Why do babies have nightmares?
The nightmares are negative emotions that people experience during sleep, so first of all, there must be negative feelings to have nightmares. Babies under 3 years old have no fear, so they will not have nightmares; children under 5 years old rarely have nightmares; about 25% of children between 5-10 years old have nightmares once a week; the rate of nightmares for teenagers in their 10s is the highest; it declines after adulthood.
By the way, it needs to be explained that night terrors and nightmares are not the same thing. Night terrors occur during slow-wave sleep. At this time, the baby is not dreaming.
What to do when baby is having a bad dream?
For an inaccurate age group, please refer to below:
At the age of 0-3 years old, there is no need to worry about newborn or infant having nightmares. Even if he makes threatening gestures while sleeping, 80% is struggling to grab a toy or drink more milk in his dream. You don't need to do anything.
At the age of 3-5, it is still rare for children to have nightmares, but they may happen. Children at this stage cannot clearly distinguish the difference between dream and reality. In addition to comfort them, parents need careful guidance and explanation. Not only after the nightmare, but parents can also talk to the child about the dream in normal times so that the child gradually understands that the dream is false, which can alleviate the fear after the nightmare.
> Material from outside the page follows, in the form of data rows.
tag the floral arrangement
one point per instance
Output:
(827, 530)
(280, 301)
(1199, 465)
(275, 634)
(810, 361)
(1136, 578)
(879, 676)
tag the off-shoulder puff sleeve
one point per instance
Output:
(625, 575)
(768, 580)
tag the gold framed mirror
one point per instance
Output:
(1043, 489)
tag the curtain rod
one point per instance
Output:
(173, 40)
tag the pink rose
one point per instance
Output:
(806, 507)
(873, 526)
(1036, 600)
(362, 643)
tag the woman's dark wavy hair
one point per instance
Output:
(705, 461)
At the age of 6-12, a child at this time can basically understand that a nightmare is just a dream, but if he wakes up from the nightmare, the memories and images in the dream are still very clear at this time, which will still make him very scared and disturbed. Parents also need to give comfort, listen to the children's dreams, find out the source of the children's fear and do some explanation.
In addition to listening, comforting, and explaining the falsehood of dreams, the other skills you can use are:
Give the child a soft toy that he likes;
Turn on a night light
Tell a happy story;
Check the place under the bed and closet etc, of the room, so that the baby can be assured that there are no monsters and bad guys;
Put a little soft music that your baby likes;
How to reduce nightmares?
Improving the sleeping environment will make the child sleep more comfortably, but it is not a solution to the source of the nightmare. It is more likely that the temperature or weather in the dream world will be better. The most reliable sentence related to nightmares is: nightmares are directly proportional to the fear in reality. If you want to reduce or avoid nightmares, you need to reduce your child’s premature and excessive exposure to things that scare him in reality:
But especially in the current environment, there are too many uncontrollable factors, we can only try to avoid bringing fear to children in reality. As a personal experience, when the TV is turned on, the war movie or the video website that the station is playing by default, and the horror movie propaganda before the cartoon will be the source of children's nightmares. However, choosing more active and positive cartoons, movies, and picture books that are suitable for children's age is our more effective preventive measure.